You are viewing a plain text version of this content. The canonical link for it is here.

Posted to user@ignite.apache.org by Prasad Bhalerao <pr...@gmail.com> on 2018/09/28 14:32:53 UTC

Task failover in ignite

Hi,

I have created multiple ignite runnable task by extending IgniteRunnable
nad IgniteCallable interface. I submitting these tasks to the primary data
node using "ignite.compute().withNoFailover().affinityRun()" method.

I have not set max failover attempt, so I think default max failover
attempt will be 5.
I have kept the back count as 1.

What happens when the primary node executing this task goes down?

In this case does ignite move this task to the backup node and execute it
on back node?

When the node goes down ignite starts rebalancing the cluster. In this case
how this task will be executed?

Does ignite waits for rebalancing process to complete and then execute this
task?

Can some one please explain this in detail?



Thanks,
Prasad

Re: Task failover in ignite

Posted by vkulichenko <va...@gmail.com>.

Prasad,


prasadbhalerao1983 wrote
> Are you saying that when a primary node dies the former backup node
> becomes
> new primary for ALL backup partitions present on it and only primary
> partitions are moved in rebalancing process?

Not for all partitions, but only for those for which primary copy existed on
the recently failed node. For example, you have nodes A, B and C. Partition
#1 has primary copy on A and backup on B. Partition #2 has primary copy on C
and backup on B. If A dies, B becomes primary node for partition #1, and
then rebalancing creates a new backup for it on C. However, nothing changes
for partition #2, because A didn't own any of its copies.

prasadbhalerao1983 wrote
> Partition to node mapping is defined by affinity function which uses
> Rendezvous Hashing. How does it make sure that back up partitions on a
> node
> becomes primary partitions on same node?

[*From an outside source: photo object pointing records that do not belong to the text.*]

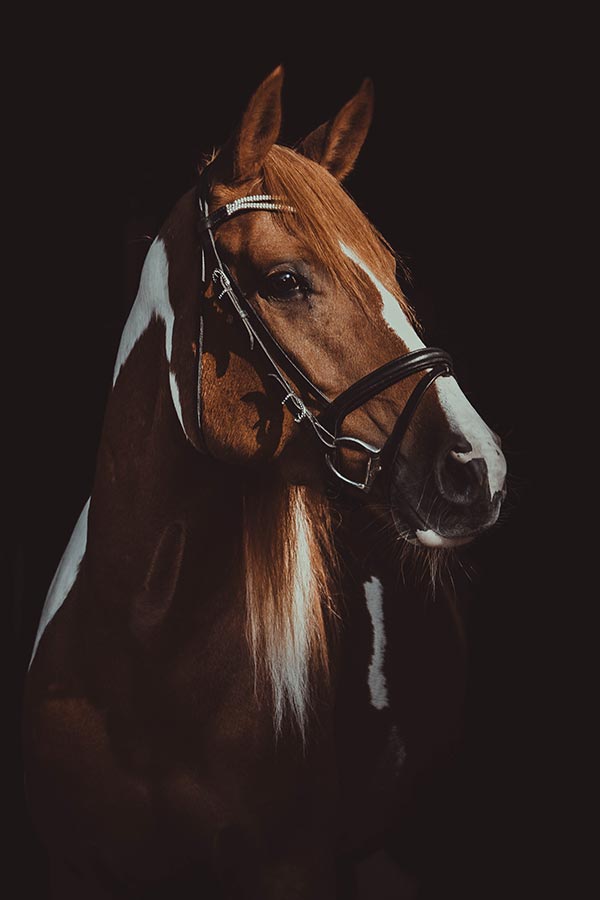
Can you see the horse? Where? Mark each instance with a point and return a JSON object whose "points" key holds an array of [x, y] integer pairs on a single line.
{"points": [[236, 687]]}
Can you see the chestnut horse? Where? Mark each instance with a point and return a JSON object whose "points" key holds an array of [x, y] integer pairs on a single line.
{"points": [[235, 685]]}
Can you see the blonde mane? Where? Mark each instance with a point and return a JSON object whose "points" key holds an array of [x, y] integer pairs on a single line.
{"points": [[290, 571], [289, 553]]}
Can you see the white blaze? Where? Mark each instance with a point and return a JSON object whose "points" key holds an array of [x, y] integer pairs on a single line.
{"points": [[377, 684], [461, 416], [65, 576]]}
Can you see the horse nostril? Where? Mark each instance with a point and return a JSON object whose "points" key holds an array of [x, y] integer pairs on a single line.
{"points": [[461, 481]]}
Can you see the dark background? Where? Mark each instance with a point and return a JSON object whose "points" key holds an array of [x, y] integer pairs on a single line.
{"points": [[462, 173]]}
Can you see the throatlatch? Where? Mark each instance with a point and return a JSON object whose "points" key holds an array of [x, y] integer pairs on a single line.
{"points": [[327, 423]]}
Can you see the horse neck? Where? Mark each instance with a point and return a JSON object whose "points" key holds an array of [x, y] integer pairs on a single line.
{"points": [[150, 473]]}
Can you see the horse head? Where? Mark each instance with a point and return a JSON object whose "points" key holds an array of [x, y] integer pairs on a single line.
{"points": [[315, 286]]}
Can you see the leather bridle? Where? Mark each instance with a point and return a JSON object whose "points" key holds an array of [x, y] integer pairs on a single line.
{"points": [[303, 393]]}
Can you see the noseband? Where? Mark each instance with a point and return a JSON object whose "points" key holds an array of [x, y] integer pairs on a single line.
{"points": [[297, 398]]}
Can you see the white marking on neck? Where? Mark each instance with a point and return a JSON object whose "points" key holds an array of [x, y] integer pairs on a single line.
{"points": [[393, 314], [376, 679], [152, 302], [65, 576]]}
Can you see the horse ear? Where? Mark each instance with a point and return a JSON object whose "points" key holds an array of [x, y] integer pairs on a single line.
{"points": [[241, 158], [336, 144]]}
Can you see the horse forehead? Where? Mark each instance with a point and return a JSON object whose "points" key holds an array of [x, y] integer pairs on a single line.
{"points": [[257, 236]]}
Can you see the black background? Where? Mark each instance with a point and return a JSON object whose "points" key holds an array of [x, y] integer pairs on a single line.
{"points": [[461, 172]]}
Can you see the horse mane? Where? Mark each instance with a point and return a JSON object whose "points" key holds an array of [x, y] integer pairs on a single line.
{"points": [[290, 576], [289, 554]]}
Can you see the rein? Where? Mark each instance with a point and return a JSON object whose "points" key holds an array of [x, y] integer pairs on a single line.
{"points": [[326, 424]]}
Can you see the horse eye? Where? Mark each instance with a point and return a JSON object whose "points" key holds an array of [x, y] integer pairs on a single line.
{"points": [[284, 286]]}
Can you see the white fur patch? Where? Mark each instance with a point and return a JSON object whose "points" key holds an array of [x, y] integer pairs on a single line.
{"points": [[152, 301], [376, 678], [65, 576], [464, 419], [392, 312], [461, 416]]}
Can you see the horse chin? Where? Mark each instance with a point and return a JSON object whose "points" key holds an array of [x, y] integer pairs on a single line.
{"points": [[413, 528]]}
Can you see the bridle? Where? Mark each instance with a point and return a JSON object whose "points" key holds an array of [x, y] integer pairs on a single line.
{"points": [[297, 397]]}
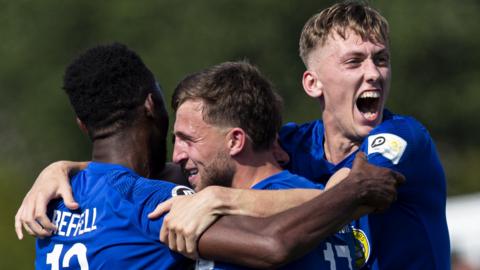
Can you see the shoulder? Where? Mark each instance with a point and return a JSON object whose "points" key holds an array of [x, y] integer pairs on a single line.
{"points": [[144, 191], [293, 130], [286, 180], [301, 137], [396, 137]]}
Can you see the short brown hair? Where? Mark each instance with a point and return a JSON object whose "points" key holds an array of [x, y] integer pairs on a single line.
{"points": [[351, 15], [235, 94]]}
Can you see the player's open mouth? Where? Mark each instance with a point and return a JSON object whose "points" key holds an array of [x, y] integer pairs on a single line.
{"points": [[368, 103]]}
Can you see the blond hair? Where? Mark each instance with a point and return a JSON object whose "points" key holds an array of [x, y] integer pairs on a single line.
{"points": [[358, 17]]}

That's how the function is implemented. If you're interested in more
details, I would suggest you to go through the code of
RendezvousAffinityFunction.

-Val



--
Sent from: http://apache-ignite-users.70518.x6.nabble.com/

Re: Task failover in ignite

Posted by Prasad Bhalerao <pr...@gmail.com>.

Hi Val,

Thank you for the explanation.

Are you saying that when a primary node dies the former backup node becomes
new primary for ALL backup partitions present on it and only primary
partitions are moved in rebalancing process?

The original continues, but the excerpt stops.